As I touched upon in my “Wake Up Neo” article, this attitude places many people in a position to be taken advantage of, and creates yet another lever for those who are playing “the game” to reach out and yank on. (Or pwn3d, if you prefer.)
Thus there is a need in the market for an introductory guide to economics, a way in from the outside that teaches people how to model economic (and social) systems from the outside in, rather than the other way around. Enter The Undercover Economist. From the first page this book provides ways that you can model systems from a variety of angles, most of them having to do with humans and human behavior, because at its bottom, what is economics but a quantification of human behavior on a large scale?

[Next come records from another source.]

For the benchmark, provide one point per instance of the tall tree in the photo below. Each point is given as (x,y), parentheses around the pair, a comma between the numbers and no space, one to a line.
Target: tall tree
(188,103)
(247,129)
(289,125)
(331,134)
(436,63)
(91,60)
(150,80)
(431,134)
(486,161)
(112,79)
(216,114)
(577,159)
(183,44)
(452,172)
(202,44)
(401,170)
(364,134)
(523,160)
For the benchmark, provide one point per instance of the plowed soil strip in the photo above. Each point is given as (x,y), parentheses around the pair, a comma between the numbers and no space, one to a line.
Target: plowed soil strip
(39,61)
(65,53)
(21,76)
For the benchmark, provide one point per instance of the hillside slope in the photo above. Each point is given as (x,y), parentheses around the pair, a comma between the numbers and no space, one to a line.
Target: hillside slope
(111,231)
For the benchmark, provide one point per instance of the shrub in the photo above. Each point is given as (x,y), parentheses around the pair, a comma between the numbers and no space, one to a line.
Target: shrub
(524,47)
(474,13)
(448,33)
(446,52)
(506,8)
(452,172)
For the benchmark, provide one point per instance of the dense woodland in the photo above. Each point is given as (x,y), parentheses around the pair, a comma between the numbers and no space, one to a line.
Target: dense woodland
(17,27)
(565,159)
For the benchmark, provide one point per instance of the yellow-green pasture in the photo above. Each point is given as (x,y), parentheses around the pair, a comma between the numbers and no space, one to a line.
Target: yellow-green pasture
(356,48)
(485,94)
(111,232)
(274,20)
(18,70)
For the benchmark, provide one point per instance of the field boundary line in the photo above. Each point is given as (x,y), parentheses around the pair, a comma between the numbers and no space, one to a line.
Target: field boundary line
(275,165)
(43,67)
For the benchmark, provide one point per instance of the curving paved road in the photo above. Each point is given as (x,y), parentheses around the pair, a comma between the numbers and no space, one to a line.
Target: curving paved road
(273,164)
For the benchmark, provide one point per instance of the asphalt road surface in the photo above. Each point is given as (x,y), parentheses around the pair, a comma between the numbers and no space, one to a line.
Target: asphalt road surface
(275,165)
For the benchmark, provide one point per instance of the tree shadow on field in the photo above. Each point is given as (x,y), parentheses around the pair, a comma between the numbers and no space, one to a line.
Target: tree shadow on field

Though it isn’t the point of this book, there are also several interesting anecdotes about things as seemingly droll as product pricing. (For instance, did you know that IBM put money into developing a chip that would slow down their “bottom-shelf” printer, which was actually the same as their “top-shelf” printer, minus the chip? This was of course done so that they could ask a higher price from “premium” shoppers.)
As is the case with many books that try to take you inside such a vast subject in just several hundred pages, much is expressed as fact that may not be, and still more is simplified to the point that I’m quite sure economics professors are slitting their wrists the long way in halls across the country with suicide notes that merely read “IT WASN’T SUPPOSED TO BE THIS WAY.”
The fact of the matter is, if there is any way to bring the now aging counterculture 2.0 out of the tall grass and teach them how to organize and subvert from the inside, I’m all for it.
Order the Undercover Economist on Amazon.com.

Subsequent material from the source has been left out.